Two Minneapolis City Council members who voted to raise their own pay in December said they don’t want that to happen again without more notice and discussion.

The council passed a last-minute resolution giving themselves and the mayor a $10,000 pay raise. The salary increase came without public comment or discussion, and it had passed through no council committees.

Council Members Cam Gordon and Andrew Johnson gave notice Friday that they will introduce an ordinance forbidding quiet passage of elected city official pay increases.

“We are interested in having an ordinance that would require advance notice of consideration of salary increases, a public hearing and an independent citizens’ panel that studies the issue and makes a recommendation that we vote on,” said Johnson, who represents the 12th Ward.

Gordon, who represents the 2nd Ward, said he’s open to ideas on how to structure the process, but he said at minimum, pay raises should go through committee.

“The decision to raise our salaries deserves a little more public exposure,” Gordon said. “Some of the times I’ve been here it’s gone to committee. The last two times it just came up at the last council meeting.”

The latest pay increases passed unanimously and will cost the city $140,000 per year. Johnson said it’s important for elected officials’ salaries to be competitive, but it’s also important for the council to get outside input before it votes.

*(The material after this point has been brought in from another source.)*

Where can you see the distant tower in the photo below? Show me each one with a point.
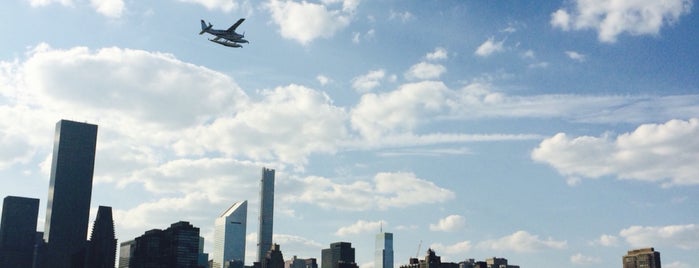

“For most of us, our own pay was not a priority, which is why when we found out at the very end of the term that this was being brought forward, by then it was too late for any sort of public hearing or any sort of advance notice,” Johnson said.

The ordinance is set to be introduced Feb. 9. If it gets seven votes on the 13-member council, it will be referred to a committee, then work its way to a public hearing and a decision by the council.